Gregg's Full-Fat Goulash
This is a modified version of a recipe I found in a cookbook published
by the place where Kim used to work. In fact, her boss is the
one who came up with the basic recipe -- credit her, not me, for
the fact that this stuff kicks butt. It is, however, very filling.
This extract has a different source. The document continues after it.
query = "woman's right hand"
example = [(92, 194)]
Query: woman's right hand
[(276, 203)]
One bowl of this, served over wide noodles, will probably finish
you for the evening. It's best not to nosh beforehand.
- 3 pounds stewing beef
- 1 pound kielbasa sausage or something similar
- 6 tablespoons flour -- even Bisquick will work just fine
- 2 teaspoons garlic salt
- 2 teaspoons pepper
- 4 teaspoons paprika
- 8 tablespoons butter
- 2 cans (14.5 oz, or thereabouts) tomato puree
- 2 cans (14.5 oz, or thereabouts) beef stock
- 2 medium onions -- i.e., white or yellow
- 4 cloves garlic
Last updated 7/15/96
- Combine flour, garlic salt, paprika, pepper, and meat.
- Brown in butter quickly.
- Add onions, garlic, tomato puree, and stock.
- Cover and bake at 325 degrees for three or four hours.
- Optional: serve topped with sour cream and green onions.